3 Perspectives on How To Comment Your Code
A Data Engineer - BowTiedCelt, A Software Engineer - BowTiedCrocodile, and a Machine Learning Engineer
This post got started by tcottz. I thought the dude was taking crazy pills, and he meant “good code doesn’t need comments” (this is silly), but after further clarification. His comment actually sparked an interesting conversation.
Since most of us use Python on a daily basis for different purposes. I thought it would be interesting to see how 3 different professions see the phrase “comment your code”. Here are the professions & contributors:
Data Engineer -
Software Engineer -
Machine Learning Engineer - Me
Note: You can read Celt’s raw un-edited articl here: here. And, you can view Crocodile’s article here: here.
Click here if you need a refresher on what comments are.
The 3 main topics we wanted to discuss are:
Table of Contents:
The Purpose of Comments
Good Comments vs Bad Comments
Creating Good Comments
1 - The Purpose of Comments
1.1 Data Engineer
As a Data Engineer, I find code comments to be an indispensable tool in my day-to-day work. They offer important context and explanations to the code I implement. This enhances the readability of the code, and fosters collaboration. The ability to:
Clarify The Purpose
Explain Complex Logic
Provide Guidance Within The Code
contributes to long-term code maintenance. More than a tool for myself, they help understand what's going on among my colleagues. This results in simplifying the code review process and marking future tasks, saving me from explaining my code
A common misconception I often encounter is that clean, well-written code eliminates the need for comments. While well-structured code may show "how" I've implemented something. The "why" often necessitates extra context. This context can involve:
Domain Knowledge
Complex Logic
Specific Constraints That Need Illumination
Of course, maintaining the relevance and accuracy of comments is a challenge.
I make it a point to keep my comments up-to-date with any code changes, and automate the process where possible.
I do recognize that striking a balance in the usage of comments is key. Too many comments can clutter the code. This balance is often informed by my own experience, my team's preferences, and the specific needs of the project. While AI tools like Google Bard can assist with commenting, they can't replace the nuanced understanding and decision-making that I as a developer bring. code, saving time, and aiding in overall software development processes.
1.2 Software Engineer
The role of comments in programming often sparks quite the debate. Some dismiss them , while others rely on them as the main form of documentation. I believe in a more balanced approach, advocating for high-quality, thoughtful commenting within the source code. If we strive to improve in this area, we can:
Increase Readability
Better Understand Context
Document More Effectively
Reduce Future Maintenance Headache
I've found comments to be a powerful tool for annotating my thoughts within the source code to provide more context. These annotations change depending on the programming language used. But, they always aim to enhance code readability.

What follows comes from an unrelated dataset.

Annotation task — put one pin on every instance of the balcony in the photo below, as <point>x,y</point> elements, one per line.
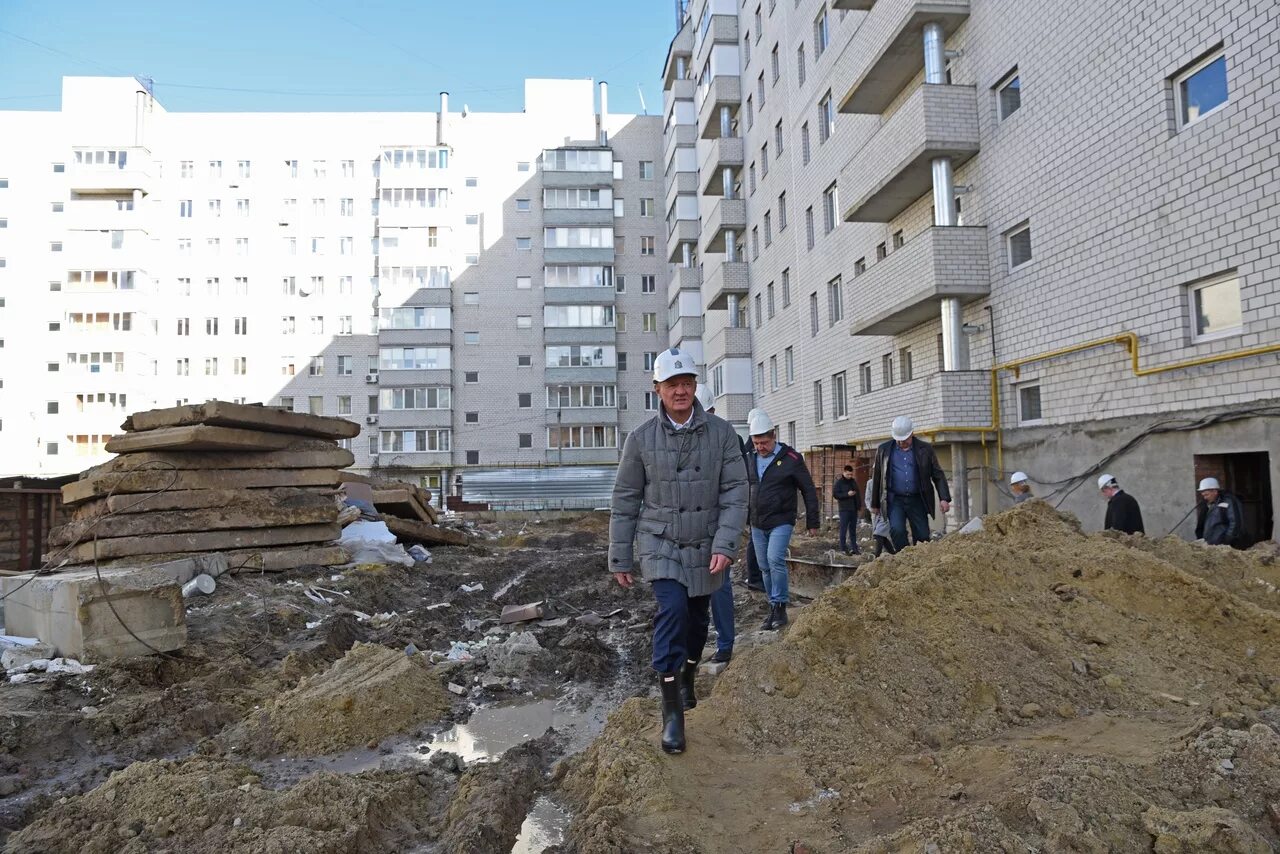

From their early days of assisting programmers in navigating specific parts of the code. Comments have matured into tools that outline different sections of the code and give context to its functionality. This mirrors the current approach to documenting Public APIs, where comments (Java's Javadoc) supply indispensable context.
That said, we can't overlook the importance of comment quality when it comes to code readability. I spend a significant chunk of my time reading and understanding existing code, particularly when it involves older or complex applications. High-quality comments are essential in these situations to help understanding and prevent bugs. But, we must be cautious, as relying too much on comments can lead to:
Misinterpretations
Productivity Loss
Introduce Bugs
My aim is to write code that's so legible it minimizes the need for comments.
In my view, comments should not be used as a crutch for confusing code, but as a useful tool for comprehension.
1.3 Machine Learning Engineer
MLEs are responsible for using data to create predictions. These predictions can be used to generate some $$$ for the business. In other words, we are not paid by amazing coding skills. But, rather coding is just a mere tool. Comments shine in the realm of:
Data Retrieval
Mapping Functions
APIs
Data Pipelines
When interacting with a SQL server, the retrieval process can be complex. I'll place comments to ensure a clear understanding of how queries are constructed. More specifically, what each Query does, and why certain data is being retrieved. This will lead to more efficient debugging and easier enhancements in the future.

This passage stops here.